As rain falls from the clouds it absorbs the gases of the air, including oxygen and carbonic acid. Now both these are what we call corroding agents. If water is allowed to fall on a steel knife the knife rusts; but it has been shown by Dr. Gerald Moody, during the last few years, that if there were no acid gas present, the rusting would not take place. Oxygen and carbonic acid will rust other things beside metal; they will rust stone. Moreover, when the rain reaches the earth it absorbs any other acids of the soil which rotting vegetation may afford, and reinforced by these it goes on to attack the stones over which it flows. When it rolls along as a brook or a river it is no doubt attacking in this way the rocks and stones of its channel, though this action is not very strikingly shown. But sometimes the rusting or dissolving action of water is very evident. When it issues from a peat bog, for example, and is consequently highly charged with acid, it will make a very great impression on any limestones it may encounter; for as any schoolboy knows who has ever put a piece of chalk in vinegar, or in any of the stronger acids of the school laboratory, all the limestones are peculiarly susceptible to this form of chemical attack. Peat-water eats into limestone rapidly, while the limestone above the stream escapes, though it is a little (and much more slowly) dissolved by rain. Hence arise some curious features in the scenery of limestone districts. The walls of limestone above the water are not eaten away so fast as their base over which the water flows. Consequently they are undermined and are sometimes cut into tunnels and caverns and caves.
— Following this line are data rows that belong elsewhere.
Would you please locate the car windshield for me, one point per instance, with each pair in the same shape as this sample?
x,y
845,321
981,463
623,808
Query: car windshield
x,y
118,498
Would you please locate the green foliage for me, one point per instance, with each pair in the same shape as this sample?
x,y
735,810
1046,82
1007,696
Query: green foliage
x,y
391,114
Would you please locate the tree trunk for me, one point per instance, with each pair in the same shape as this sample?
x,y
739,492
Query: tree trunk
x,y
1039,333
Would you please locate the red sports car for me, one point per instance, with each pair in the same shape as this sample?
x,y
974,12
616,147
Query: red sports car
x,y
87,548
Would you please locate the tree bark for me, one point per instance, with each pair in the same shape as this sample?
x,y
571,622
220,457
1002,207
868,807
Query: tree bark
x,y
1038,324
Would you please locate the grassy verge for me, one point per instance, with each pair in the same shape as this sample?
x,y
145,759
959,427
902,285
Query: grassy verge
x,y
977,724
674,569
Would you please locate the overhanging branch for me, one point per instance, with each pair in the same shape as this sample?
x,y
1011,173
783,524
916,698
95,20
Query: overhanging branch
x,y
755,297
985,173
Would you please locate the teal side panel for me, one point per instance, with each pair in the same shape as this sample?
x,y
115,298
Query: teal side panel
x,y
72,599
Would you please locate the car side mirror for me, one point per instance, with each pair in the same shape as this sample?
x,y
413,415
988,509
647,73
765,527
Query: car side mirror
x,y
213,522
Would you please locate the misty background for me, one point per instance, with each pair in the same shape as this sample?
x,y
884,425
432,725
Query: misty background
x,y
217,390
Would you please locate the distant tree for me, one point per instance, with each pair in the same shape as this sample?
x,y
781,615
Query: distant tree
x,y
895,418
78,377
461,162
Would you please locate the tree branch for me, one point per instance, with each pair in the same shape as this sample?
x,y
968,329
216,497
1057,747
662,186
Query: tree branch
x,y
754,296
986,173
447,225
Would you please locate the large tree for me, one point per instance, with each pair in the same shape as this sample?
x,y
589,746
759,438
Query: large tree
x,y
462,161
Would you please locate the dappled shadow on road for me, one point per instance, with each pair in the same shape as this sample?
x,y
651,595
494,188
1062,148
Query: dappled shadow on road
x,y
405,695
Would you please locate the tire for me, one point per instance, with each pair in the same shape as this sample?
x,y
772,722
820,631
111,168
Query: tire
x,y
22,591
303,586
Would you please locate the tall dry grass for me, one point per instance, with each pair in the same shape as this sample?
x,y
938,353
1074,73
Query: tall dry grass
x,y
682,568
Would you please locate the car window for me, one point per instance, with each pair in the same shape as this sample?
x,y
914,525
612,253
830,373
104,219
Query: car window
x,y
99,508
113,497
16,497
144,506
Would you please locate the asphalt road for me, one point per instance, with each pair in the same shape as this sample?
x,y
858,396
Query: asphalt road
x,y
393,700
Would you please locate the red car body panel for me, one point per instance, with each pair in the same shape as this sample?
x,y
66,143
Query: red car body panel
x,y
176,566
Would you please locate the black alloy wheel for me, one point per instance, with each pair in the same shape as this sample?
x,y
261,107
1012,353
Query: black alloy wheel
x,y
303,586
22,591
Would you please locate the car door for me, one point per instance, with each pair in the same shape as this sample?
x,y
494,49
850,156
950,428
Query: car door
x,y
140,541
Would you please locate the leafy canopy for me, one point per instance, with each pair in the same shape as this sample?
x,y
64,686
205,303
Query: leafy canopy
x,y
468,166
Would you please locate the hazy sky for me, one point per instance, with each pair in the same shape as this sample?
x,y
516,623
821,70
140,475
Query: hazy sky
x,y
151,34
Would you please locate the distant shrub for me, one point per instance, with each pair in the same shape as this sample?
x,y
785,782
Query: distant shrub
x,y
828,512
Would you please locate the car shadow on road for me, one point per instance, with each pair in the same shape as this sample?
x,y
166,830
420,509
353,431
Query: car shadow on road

The rivers carry away the dissolved material. The carbonate of lime is taken to the sea; and this substance, of which sea shells, for example, are principally formed, is constantly supplied to the sea by the rivers that transport it from the land. The rivers of Western Europe have been known to convey one part of dissolved mineral matter in every 5000 parts of water, and of this mineral matter one half is carbonate of lime. The Rhine alone bears enough carbonate of lime to the sea every year to make 332,000,000,000 oyster shells of the usual size. The Thames conveys 180,000 tons of sulphate of lime past London every year. It has been computed that more than 8,000,000 tons of dissolved mineral matter are removed from the rocks of England and Wales in one year. That is equivalent to a general lowering of the surface of the country, by chemical solution alone, at the rate of one foot in 13,000 years. That is not much, it may seem; but in a million years, which is not a long period in geological time, half the present towns of England would be sunk under water by this cause alone.